Computation mapping for multi-level storage cache hierarchies

  • Authors:
  • Mahmut Kandemir;Sai Prashanth Muralidhara;Mustafa Karakoy;Seung Woo Son

  • Affiliations:
  • Pennsylvania State University;Pennsylvania State University;Imperial College;Argonne National Laboratory

  • Venue:
  • Proceedings of the 19th ACM International Symposium on High Performance Distributed Computing
  • Year:
  • 2010

Quantified Score

Hi-index 0.00

Visualization

Abstract

Improving I/O performance is an important issue for many data-intensive, large-scale parallel applications. Although storage caches are used for improving I/O latencies of parallel applications, most of the prior work has focused on the management and partitioning of cache space. In particular, the compiler's role in taking advantage of multilevel storage caches has been largely unexplored. The main contribution of this paper is a shared-storage, cache-aware loop iteration distribution (iteration-to-processor mapping) scheme for I/O-intensive applications that manipulate disk-resident data sets. The proposed scheme is compiler directed and can be tuned to target any multilevel storage cache hierarchy. At the core of our scheme lies an iterative strategy that clusters loop iterations based on the underlying storage cache hierarchy and on the way these different storage caches in the hierarchy are shared by different processors. We tested this mapping scheme using a set of eight I/O-intensive application programs. The results collected so far are promising. Our proposed scheme improves the I/O performance of the tested applications by 26.3% on average, and this improvement leads to an average 18.9% reduction in the overall execution latencies of these applications.

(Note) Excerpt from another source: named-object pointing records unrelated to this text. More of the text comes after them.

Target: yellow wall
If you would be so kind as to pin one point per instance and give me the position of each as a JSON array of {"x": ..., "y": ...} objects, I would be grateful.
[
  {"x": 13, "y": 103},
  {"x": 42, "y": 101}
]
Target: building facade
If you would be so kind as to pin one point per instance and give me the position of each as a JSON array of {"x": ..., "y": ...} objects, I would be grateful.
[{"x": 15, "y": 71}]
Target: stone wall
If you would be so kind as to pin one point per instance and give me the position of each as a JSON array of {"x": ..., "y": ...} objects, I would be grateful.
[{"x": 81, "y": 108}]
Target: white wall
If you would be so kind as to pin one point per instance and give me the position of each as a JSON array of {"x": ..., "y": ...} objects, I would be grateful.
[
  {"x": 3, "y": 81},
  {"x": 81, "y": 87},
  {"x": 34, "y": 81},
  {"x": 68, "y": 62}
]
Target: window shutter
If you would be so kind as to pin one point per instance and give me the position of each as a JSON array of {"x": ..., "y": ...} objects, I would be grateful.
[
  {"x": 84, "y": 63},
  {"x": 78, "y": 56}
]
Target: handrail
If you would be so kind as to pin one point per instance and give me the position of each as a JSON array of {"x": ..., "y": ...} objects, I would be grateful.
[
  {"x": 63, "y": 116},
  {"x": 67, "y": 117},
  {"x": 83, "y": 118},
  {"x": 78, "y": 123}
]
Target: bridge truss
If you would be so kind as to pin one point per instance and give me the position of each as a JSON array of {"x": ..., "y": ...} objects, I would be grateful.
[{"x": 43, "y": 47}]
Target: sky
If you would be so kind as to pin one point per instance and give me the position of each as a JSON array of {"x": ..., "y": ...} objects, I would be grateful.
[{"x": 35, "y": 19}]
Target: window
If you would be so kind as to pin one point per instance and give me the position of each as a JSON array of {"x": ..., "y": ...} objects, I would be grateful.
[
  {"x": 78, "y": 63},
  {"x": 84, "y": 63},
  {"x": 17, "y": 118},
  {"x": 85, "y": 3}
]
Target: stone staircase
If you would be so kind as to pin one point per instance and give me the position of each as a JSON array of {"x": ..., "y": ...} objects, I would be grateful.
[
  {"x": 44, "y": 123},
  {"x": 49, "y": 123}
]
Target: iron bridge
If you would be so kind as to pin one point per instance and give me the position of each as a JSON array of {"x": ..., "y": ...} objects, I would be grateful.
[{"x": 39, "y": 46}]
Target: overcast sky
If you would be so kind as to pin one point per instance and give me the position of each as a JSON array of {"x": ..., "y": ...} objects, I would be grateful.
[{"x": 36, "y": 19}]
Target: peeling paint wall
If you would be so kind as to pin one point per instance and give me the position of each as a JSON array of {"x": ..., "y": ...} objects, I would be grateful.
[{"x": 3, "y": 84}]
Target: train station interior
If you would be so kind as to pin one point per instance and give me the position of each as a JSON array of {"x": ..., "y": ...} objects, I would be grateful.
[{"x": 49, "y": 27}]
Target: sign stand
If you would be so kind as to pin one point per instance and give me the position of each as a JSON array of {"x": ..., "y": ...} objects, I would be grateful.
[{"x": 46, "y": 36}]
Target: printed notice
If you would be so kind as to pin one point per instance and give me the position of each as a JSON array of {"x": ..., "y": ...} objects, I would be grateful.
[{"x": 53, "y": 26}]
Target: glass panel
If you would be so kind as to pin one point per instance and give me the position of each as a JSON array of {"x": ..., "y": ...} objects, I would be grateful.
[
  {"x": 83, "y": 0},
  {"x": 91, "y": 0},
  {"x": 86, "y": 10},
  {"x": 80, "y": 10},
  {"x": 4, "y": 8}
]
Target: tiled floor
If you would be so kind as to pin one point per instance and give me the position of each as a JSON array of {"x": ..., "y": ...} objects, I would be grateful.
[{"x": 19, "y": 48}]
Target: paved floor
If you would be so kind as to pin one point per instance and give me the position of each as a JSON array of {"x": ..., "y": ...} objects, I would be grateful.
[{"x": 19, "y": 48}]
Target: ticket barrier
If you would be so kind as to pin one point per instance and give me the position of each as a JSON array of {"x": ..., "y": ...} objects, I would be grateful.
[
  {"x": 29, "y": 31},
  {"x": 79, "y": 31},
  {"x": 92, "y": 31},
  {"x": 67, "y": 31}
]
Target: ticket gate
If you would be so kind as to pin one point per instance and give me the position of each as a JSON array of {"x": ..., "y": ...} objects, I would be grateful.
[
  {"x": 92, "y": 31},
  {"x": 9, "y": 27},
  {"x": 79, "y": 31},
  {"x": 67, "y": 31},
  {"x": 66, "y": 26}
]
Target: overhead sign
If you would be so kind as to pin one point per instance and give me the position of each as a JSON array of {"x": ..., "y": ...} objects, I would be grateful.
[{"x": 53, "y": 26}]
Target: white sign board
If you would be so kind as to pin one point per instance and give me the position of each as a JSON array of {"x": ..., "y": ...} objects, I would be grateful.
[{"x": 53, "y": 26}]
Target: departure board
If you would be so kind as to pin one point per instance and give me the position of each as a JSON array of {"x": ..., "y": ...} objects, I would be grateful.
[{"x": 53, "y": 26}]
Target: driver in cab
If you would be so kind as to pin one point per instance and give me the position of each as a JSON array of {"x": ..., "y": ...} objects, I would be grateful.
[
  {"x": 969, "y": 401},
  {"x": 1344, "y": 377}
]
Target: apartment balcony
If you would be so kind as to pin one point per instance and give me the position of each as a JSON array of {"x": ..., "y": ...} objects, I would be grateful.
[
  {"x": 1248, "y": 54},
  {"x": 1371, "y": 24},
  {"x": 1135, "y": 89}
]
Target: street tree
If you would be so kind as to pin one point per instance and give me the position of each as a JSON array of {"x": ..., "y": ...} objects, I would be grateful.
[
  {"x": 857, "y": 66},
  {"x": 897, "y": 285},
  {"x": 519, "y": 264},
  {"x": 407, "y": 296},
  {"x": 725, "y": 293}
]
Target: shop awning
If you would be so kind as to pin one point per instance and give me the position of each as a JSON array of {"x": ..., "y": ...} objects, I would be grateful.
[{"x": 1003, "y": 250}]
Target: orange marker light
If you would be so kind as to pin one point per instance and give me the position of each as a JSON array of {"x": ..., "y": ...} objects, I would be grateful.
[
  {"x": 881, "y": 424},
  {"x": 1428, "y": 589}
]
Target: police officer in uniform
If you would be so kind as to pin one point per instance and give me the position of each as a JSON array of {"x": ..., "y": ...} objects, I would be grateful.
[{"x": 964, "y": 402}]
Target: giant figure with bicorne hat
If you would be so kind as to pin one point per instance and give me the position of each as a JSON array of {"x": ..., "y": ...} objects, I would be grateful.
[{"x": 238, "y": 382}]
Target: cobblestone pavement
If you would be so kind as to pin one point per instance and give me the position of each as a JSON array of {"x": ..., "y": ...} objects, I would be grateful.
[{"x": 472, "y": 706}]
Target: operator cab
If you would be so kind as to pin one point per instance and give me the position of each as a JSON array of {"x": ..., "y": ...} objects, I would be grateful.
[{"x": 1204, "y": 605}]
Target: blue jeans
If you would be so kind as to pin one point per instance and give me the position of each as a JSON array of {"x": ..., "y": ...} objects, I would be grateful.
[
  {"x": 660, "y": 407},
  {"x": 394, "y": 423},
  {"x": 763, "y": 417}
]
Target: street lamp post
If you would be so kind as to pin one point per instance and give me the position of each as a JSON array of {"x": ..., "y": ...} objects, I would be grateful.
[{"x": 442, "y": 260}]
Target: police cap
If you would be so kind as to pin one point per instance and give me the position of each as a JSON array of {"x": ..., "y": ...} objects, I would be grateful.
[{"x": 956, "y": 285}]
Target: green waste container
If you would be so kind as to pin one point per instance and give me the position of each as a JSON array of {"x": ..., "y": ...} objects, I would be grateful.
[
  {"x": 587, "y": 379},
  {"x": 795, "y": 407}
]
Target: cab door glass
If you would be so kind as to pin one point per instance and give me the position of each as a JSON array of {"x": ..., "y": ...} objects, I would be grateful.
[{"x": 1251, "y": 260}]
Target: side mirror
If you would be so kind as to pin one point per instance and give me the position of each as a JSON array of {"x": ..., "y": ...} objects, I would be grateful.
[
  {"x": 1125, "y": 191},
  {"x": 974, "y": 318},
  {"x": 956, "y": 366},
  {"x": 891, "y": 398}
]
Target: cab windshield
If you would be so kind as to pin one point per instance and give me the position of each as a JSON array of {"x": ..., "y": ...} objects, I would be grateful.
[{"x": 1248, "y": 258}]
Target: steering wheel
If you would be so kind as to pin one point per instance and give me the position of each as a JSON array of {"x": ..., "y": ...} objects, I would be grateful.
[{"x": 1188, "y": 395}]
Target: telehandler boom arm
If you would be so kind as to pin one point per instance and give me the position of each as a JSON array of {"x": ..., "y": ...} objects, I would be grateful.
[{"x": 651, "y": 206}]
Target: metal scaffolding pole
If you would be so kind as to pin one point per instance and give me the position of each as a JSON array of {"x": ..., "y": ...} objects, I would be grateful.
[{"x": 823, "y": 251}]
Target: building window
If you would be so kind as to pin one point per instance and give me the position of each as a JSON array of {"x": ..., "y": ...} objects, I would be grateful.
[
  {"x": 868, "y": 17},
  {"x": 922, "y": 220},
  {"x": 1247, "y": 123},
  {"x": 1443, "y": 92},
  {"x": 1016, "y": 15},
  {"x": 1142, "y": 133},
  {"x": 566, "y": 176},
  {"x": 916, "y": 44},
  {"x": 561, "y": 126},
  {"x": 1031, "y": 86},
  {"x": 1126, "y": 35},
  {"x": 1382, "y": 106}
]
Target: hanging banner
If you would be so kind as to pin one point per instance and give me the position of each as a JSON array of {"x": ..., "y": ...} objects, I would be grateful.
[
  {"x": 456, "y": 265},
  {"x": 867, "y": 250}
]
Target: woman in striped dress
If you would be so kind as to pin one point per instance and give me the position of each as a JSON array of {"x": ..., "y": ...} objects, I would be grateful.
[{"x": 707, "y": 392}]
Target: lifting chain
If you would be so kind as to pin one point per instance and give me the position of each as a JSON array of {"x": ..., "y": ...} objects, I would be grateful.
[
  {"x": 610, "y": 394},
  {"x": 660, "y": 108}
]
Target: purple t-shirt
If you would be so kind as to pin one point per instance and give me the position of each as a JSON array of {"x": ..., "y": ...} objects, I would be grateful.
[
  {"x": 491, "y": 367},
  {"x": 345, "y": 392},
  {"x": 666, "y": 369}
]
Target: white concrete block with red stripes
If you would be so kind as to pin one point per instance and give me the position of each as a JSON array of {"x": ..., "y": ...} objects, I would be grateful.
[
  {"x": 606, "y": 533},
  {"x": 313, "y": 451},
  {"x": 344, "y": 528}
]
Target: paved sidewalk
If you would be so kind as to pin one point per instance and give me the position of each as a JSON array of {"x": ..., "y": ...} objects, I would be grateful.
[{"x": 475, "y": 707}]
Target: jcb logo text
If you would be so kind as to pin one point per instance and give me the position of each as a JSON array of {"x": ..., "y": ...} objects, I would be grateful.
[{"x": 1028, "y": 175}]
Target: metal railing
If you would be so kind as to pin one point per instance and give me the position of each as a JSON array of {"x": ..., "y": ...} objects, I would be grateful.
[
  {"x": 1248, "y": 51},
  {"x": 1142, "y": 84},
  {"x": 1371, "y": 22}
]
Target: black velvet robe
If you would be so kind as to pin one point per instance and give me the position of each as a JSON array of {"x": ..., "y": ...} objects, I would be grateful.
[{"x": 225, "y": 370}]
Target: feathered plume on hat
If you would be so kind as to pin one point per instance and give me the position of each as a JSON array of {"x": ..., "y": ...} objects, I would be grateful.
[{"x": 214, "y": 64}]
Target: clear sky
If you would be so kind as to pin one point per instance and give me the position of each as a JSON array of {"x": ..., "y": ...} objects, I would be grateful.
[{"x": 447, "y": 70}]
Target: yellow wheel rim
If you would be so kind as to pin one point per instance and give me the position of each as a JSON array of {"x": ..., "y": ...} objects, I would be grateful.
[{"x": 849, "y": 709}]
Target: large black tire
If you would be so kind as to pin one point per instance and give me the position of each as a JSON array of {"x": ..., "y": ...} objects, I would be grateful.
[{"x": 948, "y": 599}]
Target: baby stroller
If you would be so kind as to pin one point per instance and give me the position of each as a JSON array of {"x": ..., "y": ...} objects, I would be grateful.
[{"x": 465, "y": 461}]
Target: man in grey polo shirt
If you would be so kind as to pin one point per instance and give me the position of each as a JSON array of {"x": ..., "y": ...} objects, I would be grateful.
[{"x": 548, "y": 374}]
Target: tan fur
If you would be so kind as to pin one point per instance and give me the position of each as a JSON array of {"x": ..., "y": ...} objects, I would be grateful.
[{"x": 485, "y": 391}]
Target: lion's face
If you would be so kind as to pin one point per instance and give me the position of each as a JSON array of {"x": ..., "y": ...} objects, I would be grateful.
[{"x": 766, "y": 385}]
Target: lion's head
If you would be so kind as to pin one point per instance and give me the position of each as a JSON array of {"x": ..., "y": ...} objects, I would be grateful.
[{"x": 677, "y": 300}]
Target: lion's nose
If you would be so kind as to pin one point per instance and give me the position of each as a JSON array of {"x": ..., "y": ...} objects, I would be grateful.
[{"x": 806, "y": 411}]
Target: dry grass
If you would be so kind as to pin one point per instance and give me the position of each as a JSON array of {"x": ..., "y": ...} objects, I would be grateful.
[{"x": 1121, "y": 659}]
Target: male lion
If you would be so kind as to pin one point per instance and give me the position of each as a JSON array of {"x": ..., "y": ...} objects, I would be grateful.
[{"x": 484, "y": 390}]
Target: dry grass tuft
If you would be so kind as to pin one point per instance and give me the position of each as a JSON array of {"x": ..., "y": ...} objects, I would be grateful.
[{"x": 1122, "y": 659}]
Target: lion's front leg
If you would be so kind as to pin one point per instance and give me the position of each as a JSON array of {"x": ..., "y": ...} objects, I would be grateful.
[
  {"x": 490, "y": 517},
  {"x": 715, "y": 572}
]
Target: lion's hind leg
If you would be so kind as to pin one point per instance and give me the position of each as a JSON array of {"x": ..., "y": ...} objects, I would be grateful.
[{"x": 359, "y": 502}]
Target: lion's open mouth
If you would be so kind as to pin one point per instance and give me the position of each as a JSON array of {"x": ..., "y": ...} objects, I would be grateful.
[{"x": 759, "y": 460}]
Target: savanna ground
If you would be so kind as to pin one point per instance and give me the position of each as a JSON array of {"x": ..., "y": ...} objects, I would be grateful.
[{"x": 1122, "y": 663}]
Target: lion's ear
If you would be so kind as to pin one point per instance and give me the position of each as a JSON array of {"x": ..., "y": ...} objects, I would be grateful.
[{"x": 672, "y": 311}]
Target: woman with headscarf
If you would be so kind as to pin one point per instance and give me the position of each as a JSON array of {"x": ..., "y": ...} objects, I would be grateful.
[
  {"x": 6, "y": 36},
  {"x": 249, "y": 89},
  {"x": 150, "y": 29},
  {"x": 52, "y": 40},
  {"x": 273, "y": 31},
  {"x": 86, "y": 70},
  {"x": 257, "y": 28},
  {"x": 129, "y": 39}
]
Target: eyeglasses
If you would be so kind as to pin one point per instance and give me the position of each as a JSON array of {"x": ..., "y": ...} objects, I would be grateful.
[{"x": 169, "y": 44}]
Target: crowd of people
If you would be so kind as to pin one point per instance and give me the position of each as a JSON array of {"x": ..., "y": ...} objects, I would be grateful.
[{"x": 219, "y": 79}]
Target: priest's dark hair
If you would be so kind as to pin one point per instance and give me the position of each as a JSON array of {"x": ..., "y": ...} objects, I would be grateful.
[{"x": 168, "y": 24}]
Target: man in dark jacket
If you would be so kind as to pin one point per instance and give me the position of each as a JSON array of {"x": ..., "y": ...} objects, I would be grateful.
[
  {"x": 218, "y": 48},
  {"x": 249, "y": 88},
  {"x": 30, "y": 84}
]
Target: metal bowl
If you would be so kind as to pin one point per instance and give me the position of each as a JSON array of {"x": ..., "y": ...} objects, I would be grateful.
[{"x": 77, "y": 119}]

Moreover, our scheme performs significantly better than a state-of-the-art (but storage-cache- hierarchy agnostic) data locality optimization scheme. We also present an enhancement to our baseline implementation that performs local scheduling once the loop iteration distribution is performed. We observe that applying this enhancement improves I/O latency and total execution time further by 30.7% and 21.9%, respectively.